Lecture 6 Alexas Intergroup Relations:
Solomon Shereshevskiis Mind of a Mnemonist
Could memorize lengthy mathematical formulae, matrices, and
poems in foreign languages
Discovered his ability when listening to a speech in the 1920s
Take the number 1. This is a proud, well-built man; 2 is a high-spirited
woman; 3 is a gloomy person; 6 a man with a swollen foot; 7 a man with a
moustache; 8 a very stout woman - a sack within a sack.
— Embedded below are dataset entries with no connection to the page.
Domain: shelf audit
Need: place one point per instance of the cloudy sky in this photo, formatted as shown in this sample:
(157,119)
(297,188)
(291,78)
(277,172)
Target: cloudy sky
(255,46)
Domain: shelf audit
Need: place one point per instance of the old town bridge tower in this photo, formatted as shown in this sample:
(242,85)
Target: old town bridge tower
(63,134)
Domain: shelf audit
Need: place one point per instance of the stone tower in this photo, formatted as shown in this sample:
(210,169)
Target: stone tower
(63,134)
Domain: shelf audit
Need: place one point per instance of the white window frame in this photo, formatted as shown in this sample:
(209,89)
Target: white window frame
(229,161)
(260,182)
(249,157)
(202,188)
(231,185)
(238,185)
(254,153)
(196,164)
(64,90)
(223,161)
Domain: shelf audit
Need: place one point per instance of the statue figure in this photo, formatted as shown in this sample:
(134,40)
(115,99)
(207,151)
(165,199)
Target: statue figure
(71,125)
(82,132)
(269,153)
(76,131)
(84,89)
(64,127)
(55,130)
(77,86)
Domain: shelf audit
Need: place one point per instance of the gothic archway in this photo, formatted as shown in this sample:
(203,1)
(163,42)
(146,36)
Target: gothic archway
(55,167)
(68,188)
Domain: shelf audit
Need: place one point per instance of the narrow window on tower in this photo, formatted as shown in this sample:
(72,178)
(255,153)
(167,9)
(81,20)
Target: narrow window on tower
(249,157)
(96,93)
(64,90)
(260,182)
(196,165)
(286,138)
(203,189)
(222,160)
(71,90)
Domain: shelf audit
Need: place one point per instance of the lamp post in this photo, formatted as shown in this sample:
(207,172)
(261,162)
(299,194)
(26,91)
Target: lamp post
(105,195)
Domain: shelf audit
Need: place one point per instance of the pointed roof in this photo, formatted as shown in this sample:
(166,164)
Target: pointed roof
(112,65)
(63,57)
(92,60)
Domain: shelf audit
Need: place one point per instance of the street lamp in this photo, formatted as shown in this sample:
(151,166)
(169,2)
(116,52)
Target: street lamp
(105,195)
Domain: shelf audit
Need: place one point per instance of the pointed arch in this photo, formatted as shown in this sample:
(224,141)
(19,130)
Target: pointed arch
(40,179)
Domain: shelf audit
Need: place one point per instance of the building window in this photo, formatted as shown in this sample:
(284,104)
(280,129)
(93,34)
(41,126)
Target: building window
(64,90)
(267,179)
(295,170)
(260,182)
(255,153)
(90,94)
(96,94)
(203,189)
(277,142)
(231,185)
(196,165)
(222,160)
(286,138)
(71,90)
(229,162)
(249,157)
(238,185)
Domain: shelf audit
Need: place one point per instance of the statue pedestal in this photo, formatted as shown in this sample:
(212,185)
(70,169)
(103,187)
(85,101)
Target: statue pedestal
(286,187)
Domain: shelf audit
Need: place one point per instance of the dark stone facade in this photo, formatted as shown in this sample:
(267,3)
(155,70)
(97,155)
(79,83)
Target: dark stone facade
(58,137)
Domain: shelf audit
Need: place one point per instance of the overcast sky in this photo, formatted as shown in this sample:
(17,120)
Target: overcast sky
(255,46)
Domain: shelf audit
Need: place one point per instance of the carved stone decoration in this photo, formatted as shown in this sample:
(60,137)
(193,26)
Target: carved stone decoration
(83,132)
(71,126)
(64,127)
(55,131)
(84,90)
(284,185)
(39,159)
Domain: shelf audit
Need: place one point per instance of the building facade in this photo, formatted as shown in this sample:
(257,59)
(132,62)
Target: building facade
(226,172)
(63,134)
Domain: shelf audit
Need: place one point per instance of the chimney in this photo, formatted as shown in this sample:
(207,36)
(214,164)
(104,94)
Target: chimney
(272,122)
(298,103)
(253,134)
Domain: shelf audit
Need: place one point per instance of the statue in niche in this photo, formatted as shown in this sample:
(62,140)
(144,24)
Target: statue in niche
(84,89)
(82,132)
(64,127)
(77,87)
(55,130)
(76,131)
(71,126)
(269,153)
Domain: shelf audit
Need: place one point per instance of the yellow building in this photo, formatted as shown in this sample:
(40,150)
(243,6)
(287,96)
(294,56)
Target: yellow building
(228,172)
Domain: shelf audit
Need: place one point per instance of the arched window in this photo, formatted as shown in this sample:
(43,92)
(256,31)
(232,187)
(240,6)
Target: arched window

As for the number
87, what I seeis a fat woman and a man twirling his moustache.
He had problems categorizing as everything he saw was something
specific and therefore not good at generalization (example: Dev
Patel from Slumdog Millionaire) and also two other noticeable things
o Trouble memorizing things that werent literal
o Not good at remembering faces, which he saw as very
changeable (Slumdog Millionaire example again)
Categorization allows us to
Organize and make sense of the world
Make inferences about what we encounter based on previous
experience (i.e. a bear weve never seen before)
But sometimes we make over-generalizations. Our tendency to
categorize extends to people. Overgeneralization stereotypes
This tendency also extends to ourselves.
We view ourselves as members of social categories.
o PSYC12 Students
o University of Toronto Students
o Live in Canada
o 18-22 years old
www.notesolution.com The categorization that is most obvious to us at a given time
depends on who we are interacting with i.e. it depends on the
context/situation where at one point I am categorized as an
AIESECer and specifically AIESEC Toronto at another point or at an
interuniversity competition a student of UofT.
Does categorization necessarily lead to prejudice?
Textbooks definition of prejudice: a biased evaluation of a group,
based on real or imagined characteristics of the group members
It does not necessarily result to prejudice as we can still be
unbiased even though we are a part of one group and not the other.
Social Identity Theory
Joe Carter and Unidentified Man example where the association
with the team results in an increase of their self-esteem.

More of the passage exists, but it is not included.